Now that the new framework is in play, here’s a quick recap of the main details.
Eligibility for the small business restructuring process
To access the new small business restructuring process, a company must:
- Be an incorporated company (Pty Ltd) under the Corporations Act
- Have total liabilities of $1 million or less on the day the company enters the process, excluding employee entitlements
- Resolve that they are insolvent or likely to become insolvent (see our insolvency checklist) and decide to appoint a small business restructuring practitioner (SBRP)
- Appoint a small business restructuring practitioner to oversee the restructuring process
Declaring intention to access the restructuring process
After announcing the decision to access restructuring, a business must declare its intention to access the process on the published notices website and notify ASIC within five days of the declaration.
By declaring their intention to access restructuring, businesses are given temporary insolvency relief (until March 31 2021) while they search for a small business restructuring practitioner. This takes into account that it may take some time to select one.
Appointment of a qualified small business restructuring practitioner
A list of registered SBRP practitioners, including us, can be found on the ASIC website.
Once a qualified SBRP had been appointed, their first job is to assess your situation and determine whether your company is eligible to access the process.
Drafting and serving of the small business restructuring plan
If eligible, a business and their practitioner have 20 days from the appointment to prepare a small business restructuring plan in the approved form. This period can be extended by up to 10 days, where the circumstances of the extension are reasonable.
The plan must:
- Identify the property that is being dealt with and how it will be dealt with
- Provide remuneration for the SBRP appointment
- State the date on which it was executed
Once the plan is finalised, you have five days to notify ASIC. Your practitioner must also prepare a restructuring statement to be submitted alongside. This includes a schedule setting out the company’s creditors and the amount they are owed by the company.

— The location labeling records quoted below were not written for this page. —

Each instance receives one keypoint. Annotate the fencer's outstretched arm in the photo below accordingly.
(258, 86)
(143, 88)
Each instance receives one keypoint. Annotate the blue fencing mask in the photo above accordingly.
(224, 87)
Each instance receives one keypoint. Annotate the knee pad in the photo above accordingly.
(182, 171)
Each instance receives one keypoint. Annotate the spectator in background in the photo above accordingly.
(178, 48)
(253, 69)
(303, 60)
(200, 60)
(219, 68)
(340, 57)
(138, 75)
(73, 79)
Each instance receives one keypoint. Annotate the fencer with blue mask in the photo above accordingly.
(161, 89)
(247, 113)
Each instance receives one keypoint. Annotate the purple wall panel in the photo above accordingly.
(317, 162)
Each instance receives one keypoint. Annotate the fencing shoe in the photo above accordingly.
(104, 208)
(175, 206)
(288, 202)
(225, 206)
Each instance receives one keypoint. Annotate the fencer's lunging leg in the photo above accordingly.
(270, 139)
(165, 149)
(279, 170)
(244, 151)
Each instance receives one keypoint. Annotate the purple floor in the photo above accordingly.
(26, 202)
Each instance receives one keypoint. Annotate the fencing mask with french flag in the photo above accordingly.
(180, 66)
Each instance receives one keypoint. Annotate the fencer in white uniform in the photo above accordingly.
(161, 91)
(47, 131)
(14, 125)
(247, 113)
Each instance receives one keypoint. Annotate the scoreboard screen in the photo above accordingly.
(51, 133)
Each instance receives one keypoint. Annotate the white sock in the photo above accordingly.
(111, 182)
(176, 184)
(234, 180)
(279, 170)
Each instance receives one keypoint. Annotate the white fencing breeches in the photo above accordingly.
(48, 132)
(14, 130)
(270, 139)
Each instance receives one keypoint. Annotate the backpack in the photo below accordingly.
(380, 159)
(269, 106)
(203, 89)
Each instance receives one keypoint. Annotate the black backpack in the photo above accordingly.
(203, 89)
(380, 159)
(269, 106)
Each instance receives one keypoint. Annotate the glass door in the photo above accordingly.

The practitioner must serve the plan and relevant papers to affected creditors. All employee entitlements must be paid and all tax reporting obligations up to date before this can happen.
Acceptance or rejection of the plan
Once your creditors have received the plan, they have 15 days to vote on it via a written statement.
- If disputed: A creditor must provide specifics of the dispute. Your practitioner then has five days to resolve it.
- If the majority in value of creditors accept it (over 50% of voters): The plan is approved, binding all unsecured creditors. It will then be administered as you continue to trade as normal. At this point, you’re no longer protected from liability for insolvent trading.
- If rejected: Your company may be placed into voluntary administration or the new simplified liquidation process which is faster and lower-cost.